E poi, perché la Francia può sforare allegramente e noi no? Perché noi abbiamo il debito alto. Vero, ma siamo anche contributore netto, oltretutto con avanzo primario. E poi, scusate, ma occorrerebbe che l’Ue facesse anche pace con il cervello: perché se le ricette di Salvini in fatto di immigrazione possono non piacere, come dobbiamo definire l’aver risolto il problema della rotta balcanica – sgradita alla Germania – coprendo di soldi quello stesso Erdogan che sempre l’Europa attacca per le incarcerazioni sommarie di giornalisti e giudici? E poi, non è stato lo stesso Jean-Claude Juncker a dire che l’Italia ha salvato l’onore dell’Europa nel Mediterraneo, aggiungendo che insieme alla Grecia sono state lasciate sole dall’Ue nella gestione della crisi?
Prima di rompere l’anima alle politiche che forse verranno attuate dal nuovo governo, non è il caso di porre rimedio ai danni e alle incongruenze denunciate in merito dallo stesso capo della Commissione (immagino in uno dei pochi momenti di sobrietà)? E la Francia, lo stesso Paese che utilizza i gendarmi per dare la caccia alle donne incinta a Bardonecchia o che sigilla la frontiera di Ventimiglia, non merita nemmeno un rimbrotto da Bruxelles? Nemmeno un buffetto piccolo, piccolo?

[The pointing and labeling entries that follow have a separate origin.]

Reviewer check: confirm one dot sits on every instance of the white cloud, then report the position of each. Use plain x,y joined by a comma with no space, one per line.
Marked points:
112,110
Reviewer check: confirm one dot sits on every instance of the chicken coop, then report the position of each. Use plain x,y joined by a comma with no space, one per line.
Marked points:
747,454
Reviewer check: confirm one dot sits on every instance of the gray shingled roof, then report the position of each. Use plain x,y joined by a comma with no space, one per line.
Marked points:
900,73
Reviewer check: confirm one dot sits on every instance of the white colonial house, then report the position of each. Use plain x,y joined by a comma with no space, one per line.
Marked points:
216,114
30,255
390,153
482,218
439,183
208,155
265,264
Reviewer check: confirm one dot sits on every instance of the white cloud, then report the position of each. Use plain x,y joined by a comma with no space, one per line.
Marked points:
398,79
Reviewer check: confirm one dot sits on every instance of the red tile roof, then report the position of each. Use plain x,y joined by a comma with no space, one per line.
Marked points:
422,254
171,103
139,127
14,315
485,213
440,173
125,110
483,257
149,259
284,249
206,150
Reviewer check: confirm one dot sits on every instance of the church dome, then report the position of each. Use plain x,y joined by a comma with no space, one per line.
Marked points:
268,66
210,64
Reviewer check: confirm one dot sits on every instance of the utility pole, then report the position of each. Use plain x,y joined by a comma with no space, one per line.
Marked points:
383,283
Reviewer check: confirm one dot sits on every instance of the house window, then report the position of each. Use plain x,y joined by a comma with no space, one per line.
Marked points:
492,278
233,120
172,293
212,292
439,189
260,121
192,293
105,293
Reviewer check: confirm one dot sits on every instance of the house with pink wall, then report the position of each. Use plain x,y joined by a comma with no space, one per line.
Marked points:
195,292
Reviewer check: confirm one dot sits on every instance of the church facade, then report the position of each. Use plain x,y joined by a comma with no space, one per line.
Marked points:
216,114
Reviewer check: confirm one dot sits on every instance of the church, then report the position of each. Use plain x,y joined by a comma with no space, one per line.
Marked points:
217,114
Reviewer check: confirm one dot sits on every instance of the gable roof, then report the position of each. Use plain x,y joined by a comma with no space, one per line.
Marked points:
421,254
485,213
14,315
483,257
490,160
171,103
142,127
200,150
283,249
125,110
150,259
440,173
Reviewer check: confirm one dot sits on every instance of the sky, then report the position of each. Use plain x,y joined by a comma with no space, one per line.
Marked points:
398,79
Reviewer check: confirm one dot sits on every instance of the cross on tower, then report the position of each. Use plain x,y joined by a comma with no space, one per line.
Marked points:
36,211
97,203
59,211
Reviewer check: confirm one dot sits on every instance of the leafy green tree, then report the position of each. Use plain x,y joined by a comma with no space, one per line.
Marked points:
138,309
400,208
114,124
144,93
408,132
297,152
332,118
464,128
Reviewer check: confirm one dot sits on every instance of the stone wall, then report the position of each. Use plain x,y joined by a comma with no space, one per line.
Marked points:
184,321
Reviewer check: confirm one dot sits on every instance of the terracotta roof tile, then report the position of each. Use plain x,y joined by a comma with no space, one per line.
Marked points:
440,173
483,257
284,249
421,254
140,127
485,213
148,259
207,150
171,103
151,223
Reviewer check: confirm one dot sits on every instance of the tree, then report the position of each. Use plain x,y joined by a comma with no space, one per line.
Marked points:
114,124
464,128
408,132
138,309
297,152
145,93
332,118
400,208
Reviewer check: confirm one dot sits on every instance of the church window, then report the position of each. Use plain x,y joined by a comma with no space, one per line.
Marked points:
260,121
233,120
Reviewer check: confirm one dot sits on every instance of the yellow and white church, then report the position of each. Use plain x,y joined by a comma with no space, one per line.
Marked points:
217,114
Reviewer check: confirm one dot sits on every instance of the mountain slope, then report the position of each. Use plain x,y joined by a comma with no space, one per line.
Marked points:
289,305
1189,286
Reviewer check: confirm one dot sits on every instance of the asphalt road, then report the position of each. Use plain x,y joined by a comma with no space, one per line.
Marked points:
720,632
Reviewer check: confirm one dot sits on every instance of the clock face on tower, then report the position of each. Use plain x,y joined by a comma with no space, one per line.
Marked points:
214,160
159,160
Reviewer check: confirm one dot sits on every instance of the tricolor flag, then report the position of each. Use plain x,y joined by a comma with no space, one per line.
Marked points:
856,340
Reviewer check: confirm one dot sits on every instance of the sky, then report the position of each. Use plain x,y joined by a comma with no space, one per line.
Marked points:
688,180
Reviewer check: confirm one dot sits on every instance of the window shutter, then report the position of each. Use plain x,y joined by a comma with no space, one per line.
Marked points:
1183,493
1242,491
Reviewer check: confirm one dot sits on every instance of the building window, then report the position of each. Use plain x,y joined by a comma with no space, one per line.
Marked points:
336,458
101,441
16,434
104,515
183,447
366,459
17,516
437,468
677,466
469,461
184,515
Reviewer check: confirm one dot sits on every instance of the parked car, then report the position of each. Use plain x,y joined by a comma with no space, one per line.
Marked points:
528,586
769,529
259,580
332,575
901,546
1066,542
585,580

Attenzione, perché per quanto le ricette del governo giallo-verde in fieri siano nel complesso ingestibili e la stessa procedura di consultazione e trattativa quantomeno ormai ridicola, così facendo Europa ed élites (di cui il Financial Times è autorevole e azzimato megafono) non fanno altro che campagna elettorale h24 a Lega e M5S, alimentando sentimenti populisti e anti-europei come legittima reazione a intromissioni, ingiustizie, discrepanze di denuncia e trattamento. Chi è causa del suo male, pianga se stesso. E chi non sa leggere fino in fondo il Financial Times, faccia il favore di imparare. Detto questo, i 3,60 euro del giornale, li voglio.